Apesar do Brasil ser um país teoricamente laico, boa parte de sua população não reage bem quando se depara com alguém cujas crenças religiosas (ou a ausência delas) se contrasta diretamente com as suas. “Ainda há grande rivalidade entre religiões, algumas são dominantes e outras minoritárias são discriminadas. O mesmo ocorre com os ateístas. Apesar de certa valorização das minorias, isso não significa afirmar que a intolerância tenha deixado de existir e de ser dominante”, completa o Prof. Dr. Célio José Losnak, historiador e professor universitário da Unesp de Bauru/SP.

Os ateus com deficiência

Ao contrário de outras categorias interseccionais que apresentam marcadores corporais visíveis, as pessoas ateias muitas vezes conseguem passar despercebidas em ambientes de pouca tolerância à sua manifestação. “O ateísmo não é tão evidente, e por isso fica menos vulnerável à discriminação. Um ateu com deficiência tenderá a ser menos discriminado do que os outros grupos que possuem marcas corporais explicitas suscitadoras de discriminação”, diz o professor Célio José Losnak.

Mas, quando tais pessoas decidem expressar sua posição ateia publicamente, enfrentam o preconceito assim como as demais categorias interseccionais. Por este motivo, muitos ateus também costumam utilizar a expressão “sair do armário”, mais empregada no meio LGBTQIA, para denominar o momento de afirmação e defesa públicas de seu ateísmo.

Marcelo de Paula. Crédito da imagem: arquivo pessoal.

Marcelo de Paula, 31 anos, controlador de materiais, morador de São José dos Campos/SP, que tem deficiência auditiva bilateral profunda e é usuário de Implante Coclear, conta que levou alguns anos para se afirmar como ateu publicamente.

Eu sempre fui curioso e questionava as pessoas de outras religiões. Comecei a ver que nenhuma religião fazia sentido. Todas tinham suas diferenças. E, por não concordar com muitas coisas que a igreja prega, eu resolvi cair fora com 28 anos. Mas já estava há mais de cinco anos no ‘armário’, não sei o porquê demorei tanto.

Para os indivíduos ateus e com deficiência, aos discursos discriminatórios tradicionais enfrentados se acrescentam a culpabilização da própria deficiência pelo fato de não acreditar em Deus e a associação do ateísmo com uma possível revolta com a condição física/sensorial/intelectual em que a pessoa se encontra, como exemplifica Marcelo de Paula.

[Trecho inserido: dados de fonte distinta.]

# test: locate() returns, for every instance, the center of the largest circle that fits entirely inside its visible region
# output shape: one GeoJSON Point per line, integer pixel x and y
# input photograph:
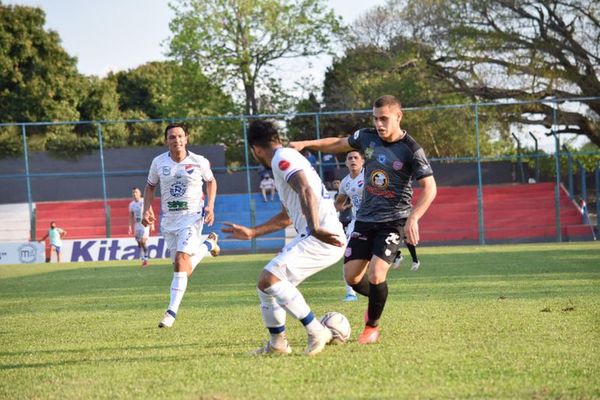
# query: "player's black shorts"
{"type": "Point", "coordinates": [382, 239]}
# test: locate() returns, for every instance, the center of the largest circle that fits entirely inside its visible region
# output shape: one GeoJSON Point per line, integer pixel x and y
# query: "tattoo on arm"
{"type": "Point", "coordinates": [308, 200]}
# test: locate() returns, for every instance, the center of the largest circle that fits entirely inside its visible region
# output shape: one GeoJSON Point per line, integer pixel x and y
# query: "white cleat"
{"type": "Point", "coordinates": [317, 342]}
{"type": "Point", "coordinates": [397, 261]}
{"type": "Point", "coordinates": [212, 239]}
{"type": "Point", "coordinates": [268, 348]}
{"type": "Point", "coordinates": [167, 321]}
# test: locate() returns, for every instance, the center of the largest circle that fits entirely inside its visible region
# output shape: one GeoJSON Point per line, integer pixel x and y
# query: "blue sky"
{"type": "Point", "coordinates": [108, 35]}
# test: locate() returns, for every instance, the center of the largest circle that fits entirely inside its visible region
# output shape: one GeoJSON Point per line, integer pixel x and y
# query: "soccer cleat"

Já me perguntaram se sou revoltado e terminaram dizendo que Deus me ama de qualquer forma. Ouvi também várias pessoas religiosas dizerem que sou surdo por ter um demônio dentro de mim e que, se eu tivesse fé e fosse orar na igreja deles, Jesus iria me curar. Enfim, o preconceito existe de todos os lados, mas o pior é aquele manifestado por estranhos, porque quem me conhece sabe que sou de boas com a vida.

Para Hemerson Carlos Araújo da Silva, 35 anos, que trabalha de garçom, mora em São Paulo e perdeu a audição do ouvido esquerdo, o olfato e o paladar em decorrência de pancadas na cabeça durante um assalto há seis anos, o ateísmo também é algo que veio naturalmente em sua vida e não possui relação com as suas deficiências.

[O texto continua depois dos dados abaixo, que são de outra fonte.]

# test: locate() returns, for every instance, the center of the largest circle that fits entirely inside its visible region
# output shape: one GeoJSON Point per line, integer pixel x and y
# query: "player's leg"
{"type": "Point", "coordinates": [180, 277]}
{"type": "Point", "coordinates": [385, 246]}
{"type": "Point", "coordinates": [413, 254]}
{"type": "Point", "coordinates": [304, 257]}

Hemerson Carlos Araújo da Silva. Crédito da imagem: arquivo pessoal.

Nunca fui muito religioso, fiz o catecismo apenas por capricho dos meus pais, sempre fui bem cético com o assunto. Depois da morte do meu pai, em 1994, fiquei bem afastado de tudo isso e, na adolescência, vi o ateísmo de forma mais racional. Porém, já ouvi das pessoas, a respeito do meu ateísmo, as frases de sempre: ‘você é maluco, herege, é modinha e vai no embalo dos outros’. Mas sou tranquilo neste quesito, eu me adapto bem aos ambientes em que estou. Por exemplo, no meu último emprego, onde passei sete anos, eu trabalhava com seis Testemunhas de Jeová e dois Cristãos, e nunca nos desentendemos.

 

A série sobre interseccionalidades na vida da pessoa com deficiência acabou? Você é quem decide! Estamos aceitando sugestões dos leitores sobre outras categorias interseccionais que gostariam de ver retratadas aqui. Para sugerir alguma, basta mandar um e-mail para dyskinesis.blog@gmail.com ou acessar o formulário de contato do blog. Aguardamos a sua sugestão para ampliarmos nossa série e darmos vozes a mais pessoas com deficiência!

 

Por Ana Raquel Périco Mangili.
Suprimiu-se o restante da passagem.